現在の職業および活動:株式会社ゲーム・フォー・イット 代表取締役社長
CEDEC(Computer Entertainment Developers Conference)運営委員
IGDA Japan:SIG-For Next Generation 副世話人
2018年2月 ソーシャルビジネスグランプリ ファイナリスト選出
2018年10月 公益財団法人 丸和育志会より優秀プロジェクト賞受賞

「ゲームの可能性を広げたいっ」
Q1:シリアスゲームとは、どのようなものですか?

後藤 ゲームというと、遊びやエンターテインメント的なイメージが強いと思うのですが、シリアスゲームとは、社会の諸問題の解決を主な目的としたコンピュータゲームのジャンルです。

記者 具体的にはどのように使われているのですか?
後藤 海外ではシリアスゲームが様々な分野で活用されています。特にオランダはシリアスゲーム(※1)の認知度が高く、様々な分野に向けた開発や利用が盛んな国の1つです。オランダのユトレヒトにあるメディカルセンターでは、病院で発生する様々な問題に対応するためにゲームが活用されていて、その制作を行う部署もあると聞いています。例えば、「MRI検査で子どもが動かないようにさせるためのゲーム」というのもあるそうです。

MRI検査では、検査機器の狭い筒の中で動かないようにする必要がありす。子どもによっては恐怖を感じ、じっとすることが難しい子も少なくありません。そこで事前に心の準備をさせるためにゲームが使われているとのことです。
ゲームは、プレイヤーがローラーコースターをコインを取りながら進むというもの。コースの途中に、入り口が花で飾られたライオンのようなデザインになっているトンネルがあって、そのトンネルを通るときは「動いては行けない」というルールで、動かないようにすると高得点が入るようになっているそうです。検査の当日子どもが検査室へ行くと、MRIの機器にゲームに出てきたトンネルと同じライオンのデザインが施されていて、子どもはそれを見て、「あ!ゲームと同じだ!」と気づく。すると、検査中じっとするようになって、検査が終わってMRIから出てきたときには看護師たちから拍手で「おめでとう」「頑張ったね!」と迎えられると聞きました。 

想像すると、感動的ですよねっ。苦痛な検査が苦痛ではなく、むしろ楽しくて心が満たされるものになるなんて、夢がありますし、すごいなと思います。ゲームの力ってすごいなって。

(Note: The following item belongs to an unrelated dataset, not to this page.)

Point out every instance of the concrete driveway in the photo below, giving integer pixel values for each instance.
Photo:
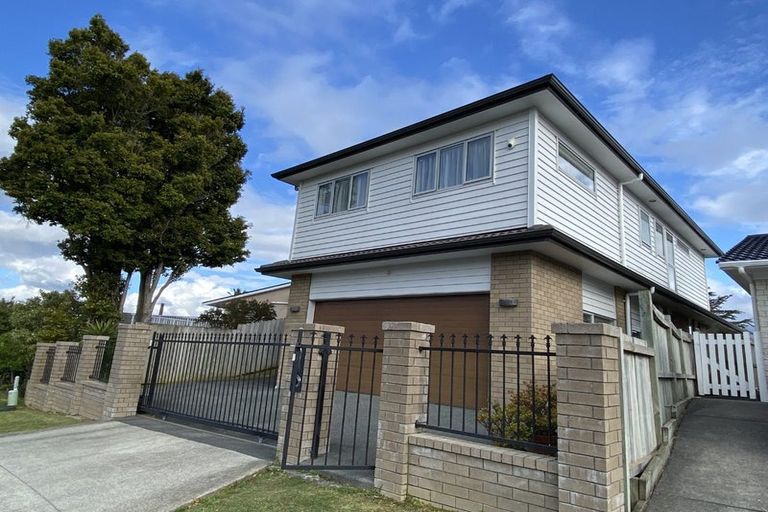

ゲームは遊びだけではなく様々な可能性を持っていて、それを自分は広げたいんです。

「世界を変える一歩になるゲームを創りたい!!」
Q2:シリアスゲームの開発に携わるようになったきっかけを教えてください。

後藤 中学・高校のときですが、認知症の祖母を介護した経験があります。両親が共働きでしたので、食事もそうですし、おむつ交換やお風呂にいれたりもしました。人が老いるということを身をもって感じて、そこから、何か役に立つことをしたいという思いが芽生えました。
ですが、当時ハマっていたゲームを通して得た「感動」が忘れられず、自分もそのようなゲームを「作りたい」多くの人に「伝えたい」という気持ちがから、独学で学んだプログラミングでゲーム開発の道に進み、忙しい日々を過ごしていました。

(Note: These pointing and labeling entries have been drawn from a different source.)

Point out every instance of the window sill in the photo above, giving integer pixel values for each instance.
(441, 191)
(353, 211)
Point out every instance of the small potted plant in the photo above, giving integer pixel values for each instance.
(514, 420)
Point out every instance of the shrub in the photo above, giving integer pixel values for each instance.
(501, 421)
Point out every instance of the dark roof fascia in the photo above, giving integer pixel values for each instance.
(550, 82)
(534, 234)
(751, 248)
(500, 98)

36歳位の頃、ちょうど今から10数年前ですが、CEDEC(※2)というカンファレンスで、東京大学の藤本徹先生による「シリアスゲーム」のセッションがあって、海外では、ゲームが医療や、教育、介護、軍事、社会変革など様々な分野に活用されていて、ゲームについての研究も盛んに行われているという内容に、衝撃を受けました。
祖母の介護を通じて感じていた「役に立ちたい」という思いと「ゲーム開発」への思いが重なり、雷に打たれたような大きな感動が全身を駆け巡りました。正に点と点が繋がったイメージです。自分がやってきたゲーム開発を通して、誰かの役に立てられる分野があるんだ!と。その後、藤本先生にそんな思いを伝えたくてメールをしたのを覚えています。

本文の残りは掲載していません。